A recent heated exchange emerged on the dynamic of local species richness. In other words if you track the number of species, say plants, in a specific meadow over 20 years, does this species number go up, go down or stay the same?
Until recently we had no information on these dynamics, most studies to this date have been using so-called space-for-time design to mimic the temporal dynamic. This can be illustrated as comparing the species richness of a protected meadow vs the species richness of a nearby city that was previously a meadow. The key points there is in finding proper reference points for local habitats that experienced changes or are currently under pressure. Two recent influential meta-analaysis (Vellend 2013 and Dornelas 2014) looked instead for studies that tracked the temporal dynamics of species richness. Both studies compiled a large number of sites worldwide and found no detectable changes, on average, in local species richness over time, this goes against some of the current crisis narrative of biological conservation and so sparked quite some heated debate.

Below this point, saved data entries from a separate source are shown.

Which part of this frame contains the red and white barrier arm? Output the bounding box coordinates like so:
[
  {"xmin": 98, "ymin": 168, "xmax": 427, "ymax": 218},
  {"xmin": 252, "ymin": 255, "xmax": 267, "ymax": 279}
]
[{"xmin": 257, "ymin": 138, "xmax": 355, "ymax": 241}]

In this (long) post I would like to retrace the main points of the papers in the chronological order of their publications and end up with some of my opinions on the topic.
A paper timeline:
→ Vellend et al 2013; in this meta-analysis Vellend and co-authors gathered a dataset of over 16’000 unmanipulated vegetation plots surveyed at least two time with a minimum timespan of 5 years. From this they computed log response ratio ie log (richness for the last record / richness for the first record) standardized by the study duration. Their main result is that across all these studies local plant species richness did not show any trend. Aware that this result could be miss-interpreted by some, Vellend et al state that it does not contradict concerns of global loss of species. They discuss one of the implication of this result, that is, using small-scale diversity experiments showing a relation between species richness and ecosystem functioning to justify conservation actions is contradicted by their results. It is not so much that such experiments are pointless rather that the conclusions from them have little applied and/or conservation relevance (but see Srivastava and Vellend 2006).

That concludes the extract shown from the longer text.